Chief Justice tells Ghana media to be circumspect in reporting on ‘Justice for All’
The Chief Justice, Mrs Theodora Georgina Wood, has called on the media to verify legal stories before publication in order not to undermine the rule of law.
She tasked media practitioners to be circumspect, especially on reporting the Justice for All programme, as some reports seem to portray the programme as a vehicle for releasing suspected criminals onto the streets.
Chief Justice Wood said such distortion was rather disturbing because the Justice for All programme went through a court of competent jurisdiction that followed due process and the determinations made by those courts must be respected by all.
She entreated the media to educate the public fully on what this programme seeks to achieve so as to enhance public trust and confidence in the justice system, saying “it would help build strong and lasting institutions”.
The Chief Justice made the call at the maiden Justice for All stakeholders forum on the theme: “Justice for All – Strengths, Weaknesses and the Way Forward,” held on Wednesday in Accra.
She said the programme was a special in-prison court sitting on remand prisoners adding that “prisoners whose trials are unreasonably delayed constitutes key component of the programme”.
It ensures that the rule of law, access to justice and the sustained promotion and protection of the human rights of prisoners-both remand prisoners and convicted prisoners – the officials of the Prisons Service and by extension their families are protected.
The workshop, she said, was to provide opportunity for introspection with a view to strengthening the criminal justice system.
“A well-known constitutional legal principle relevant to this workshop is that an accused person is presumed innocent until proven guilty.
Article 14(4) of the 1992 Constitution indicates that: “Where a person arrested, restricted or detained under paragraph (a) or (b) of clause (3) of this article is not tried within a reasonable time, then, without prejudice to any further proceedings that may be brought against him or her; he or she shall be released either unconditionally or upon reasonable conditions, including in particular, conditions reasonably necessary to ensure that he appears at a later date for trial or for proceedings preliminary to trial.
Understandably, the existing constitutional and other legal texts do not provide a contextual definition of the legal term “reasonable time, and the absence of a statutory definition for the expression “reasonable time”, has contributed to the general inordinate delays in the trial of remand prisoners, the Chief Justice said.
The programme seeks to remedy some of these acts of gross miscarriage of justice but something more fundamental, and more far reaching, needs to be done, she said.
Chief Justice Wood said: “The system is crying for a radical overhaul in terms of the procedural law in particular, and the sanctions to be applied following conviction. One such important statutory intervention would definitely help bring sanity into the criminal justice system and, therefore, ease the congestion in the prisons.”
She said the process through which cases were selected for the special court sittings was quite robust. The process was well-structured and transparent and hence could not be manipulated or compromised to a large extent.
“I would propose that we come out with a manual or handbook on which the programme would operate.
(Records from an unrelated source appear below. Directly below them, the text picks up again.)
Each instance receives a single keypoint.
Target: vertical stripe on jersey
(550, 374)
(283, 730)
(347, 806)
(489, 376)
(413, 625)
“The official remand list from specific prisons, which is obtained from the Prison Headquarters, is vetted by the Remand Review Task Force made up of the four key institutions; the Attorney General, Judiciary, Police and Prisons in accordance with laid down selection criteria for each category of offence.
“The approved list from the Remand Review Task Force is then submitted to the Defence team for remand prisoners made up of lawyers and paralegals to enable them to interview the selected remand prisoners and draft applications/motions for them,” she said.
The Chief Justice said the programme was beneficial to the vulnerable and poor who found themselves in detention, for one reason or the other, and who were unable to afford the legal fees and so for some of them they self-represent or remain unrepresented. Nonetheless their rights at law must be protected.
She said available statistics indicated that since the inception of the programme in 2007, out of a total of 3,293 inmates who had appeared before the Justice for All courts, 672 were discharged, 985 were granted bail and 135 were convicted.
“Other applicants who have had their applications rejected had their expired warrants renewed to enable them to appear before the various trial courts for the commencement of their trials. Others have also referred to psychiatric hospital for medical examination and treatment,” she said.
She expressed appreciation to stakeholders for ensuring the sustenance of the programme, and encouraged them to use the workshop as a forum to identify the strengths, weaknesses and the way forward, bearing in mind plans for its continuity, sustainability and maximum impact.
Mrs Yvonne Atakora Obuobisa, the Representative of the Minister of Justice and Attorney General, said the programme had helped to build synergy among key criminal justice institutions by affording them a wider platform to constructively engage with each other and plan better for the well-being of accused persons.
She, however, said its major shortcoming was that it had mainly survived on donor funding and even though it had come a long way and proved to be very beneficial it must be supported to ensure its sustenance.
“We must discuss ways in which we can improve upon the system to such an extent that persons arrested are dealt with on time. We must have guidelines in place that ensure that investigations are carried out quickly, and the bureaucracy within the criminal justice system must be drastically reduced,” Mrs Obuobisa said.